The Unpaywall designation should be corrected for a number of "Open Archive" records
Recently, an excellent publication by researchers at the ScholCommLab in Canada estimated the amount of article processing charges (APCs) brought in by the “Big 5” publishers from 2015–20181. This analysis depended heavily on identifying publications from those years that could have been made openly available as a result of paying an APC—namely, articles of Gold or Hybrid OA types.
The methodology section in the paper detailed the search query and filters that were used to collect data from the Web of Science database (document type = articles or review articles). Web of Science has strict indexing requirements and inclusion criteria, and as a result, not all journals will appear in the database search results. I wondered what might have been missing because of this.
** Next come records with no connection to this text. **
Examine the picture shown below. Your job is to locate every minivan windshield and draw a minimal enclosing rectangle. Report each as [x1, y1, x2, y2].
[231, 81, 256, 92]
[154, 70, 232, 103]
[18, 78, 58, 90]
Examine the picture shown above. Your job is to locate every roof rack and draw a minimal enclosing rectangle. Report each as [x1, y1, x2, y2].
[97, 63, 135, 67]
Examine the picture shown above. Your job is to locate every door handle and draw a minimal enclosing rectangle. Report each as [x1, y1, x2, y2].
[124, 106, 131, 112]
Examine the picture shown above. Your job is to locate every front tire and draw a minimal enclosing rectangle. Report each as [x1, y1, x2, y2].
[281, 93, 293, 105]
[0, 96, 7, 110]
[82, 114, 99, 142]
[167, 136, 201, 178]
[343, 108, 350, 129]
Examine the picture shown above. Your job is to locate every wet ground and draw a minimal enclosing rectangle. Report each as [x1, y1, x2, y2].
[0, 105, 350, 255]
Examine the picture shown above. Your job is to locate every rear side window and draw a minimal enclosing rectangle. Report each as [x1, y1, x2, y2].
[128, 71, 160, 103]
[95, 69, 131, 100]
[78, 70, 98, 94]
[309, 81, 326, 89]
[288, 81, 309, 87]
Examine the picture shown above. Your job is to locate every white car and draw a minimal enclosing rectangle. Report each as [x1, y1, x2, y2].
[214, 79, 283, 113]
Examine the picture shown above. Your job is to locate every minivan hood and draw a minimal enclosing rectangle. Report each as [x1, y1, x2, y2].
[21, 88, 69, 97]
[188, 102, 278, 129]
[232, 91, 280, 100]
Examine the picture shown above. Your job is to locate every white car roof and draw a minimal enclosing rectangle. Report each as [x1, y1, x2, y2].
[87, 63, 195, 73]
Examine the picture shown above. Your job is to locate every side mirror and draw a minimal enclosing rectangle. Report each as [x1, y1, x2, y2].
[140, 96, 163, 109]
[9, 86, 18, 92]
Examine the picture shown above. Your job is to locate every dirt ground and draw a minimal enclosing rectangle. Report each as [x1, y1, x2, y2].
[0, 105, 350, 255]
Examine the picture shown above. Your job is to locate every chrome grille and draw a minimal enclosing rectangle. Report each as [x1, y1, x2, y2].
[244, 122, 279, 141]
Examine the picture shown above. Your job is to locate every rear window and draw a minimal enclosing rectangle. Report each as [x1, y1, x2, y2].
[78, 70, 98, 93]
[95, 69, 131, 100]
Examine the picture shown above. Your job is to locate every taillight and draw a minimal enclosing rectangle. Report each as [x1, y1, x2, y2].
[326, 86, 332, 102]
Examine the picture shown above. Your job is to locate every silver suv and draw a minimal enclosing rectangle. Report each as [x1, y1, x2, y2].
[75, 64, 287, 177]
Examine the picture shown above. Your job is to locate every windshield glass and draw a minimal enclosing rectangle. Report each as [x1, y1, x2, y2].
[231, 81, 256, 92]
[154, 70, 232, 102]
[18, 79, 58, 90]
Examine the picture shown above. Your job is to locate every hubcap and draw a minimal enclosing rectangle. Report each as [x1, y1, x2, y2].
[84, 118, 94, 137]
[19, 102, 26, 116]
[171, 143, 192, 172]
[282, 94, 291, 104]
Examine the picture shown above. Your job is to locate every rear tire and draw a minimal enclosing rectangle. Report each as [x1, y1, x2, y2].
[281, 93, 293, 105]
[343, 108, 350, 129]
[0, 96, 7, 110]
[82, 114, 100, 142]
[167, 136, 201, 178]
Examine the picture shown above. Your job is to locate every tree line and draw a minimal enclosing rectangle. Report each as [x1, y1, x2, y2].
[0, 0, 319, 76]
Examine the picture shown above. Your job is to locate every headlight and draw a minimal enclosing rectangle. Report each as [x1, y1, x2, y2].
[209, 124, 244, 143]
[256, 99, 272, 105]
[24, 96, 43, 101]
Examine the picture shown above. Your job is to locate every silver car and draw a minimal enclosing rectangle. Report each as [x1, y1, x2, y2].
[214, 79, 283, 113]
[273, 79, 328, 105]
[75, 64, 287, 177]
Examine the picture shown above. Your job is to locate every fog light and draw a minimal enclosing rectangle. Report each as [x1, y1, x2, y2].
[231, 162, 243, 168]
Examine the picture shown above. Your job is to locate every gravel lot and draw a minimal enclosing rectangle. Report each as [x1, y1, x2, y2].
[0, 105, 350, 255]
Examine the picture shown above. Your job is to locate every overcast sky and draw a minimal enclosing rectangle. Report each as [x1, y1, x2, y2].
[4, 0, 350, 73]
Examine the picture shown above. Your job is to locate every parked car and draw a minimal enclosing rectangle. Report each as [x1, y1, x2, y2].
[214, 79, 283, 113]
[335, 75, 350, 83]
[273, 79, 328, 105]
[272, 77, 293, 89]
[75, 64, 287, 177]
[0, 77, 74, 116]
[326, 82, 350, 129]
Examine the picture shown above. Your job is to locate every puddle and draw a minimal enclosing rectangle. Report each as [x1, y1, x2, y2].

I wanted to look at the underlying data and run some numbers myself, and because the lab adheres to good open science practices, I was able to easily find and download the data from the analysis.
I wanted to compare this dataset to a similar search run in Dimensions, a database that indexes more broadly but has slightly messier data quality.
(Note: all data collection and analysis described here were run between December 11–20, 2023.)
To keep things simple at the start, I focused only on Elsevier journal titles and their count of Hybrid or Gold publications in 2015. The resulting comparison is shown in Figure 1 below. Each dot is a journal title, and the 2015 counts for that title are displayed with the Web of Science result on the x-axis and the Dimensions result on the y-.
Perfect agreement between the two databases would mean all data points lie on the dotted 45-degree line.
Instead, we see a mismatch, especially at the left side of the graph. Some titles that returned low numbers in WoS have a corresponding Dimensions number that is much higher.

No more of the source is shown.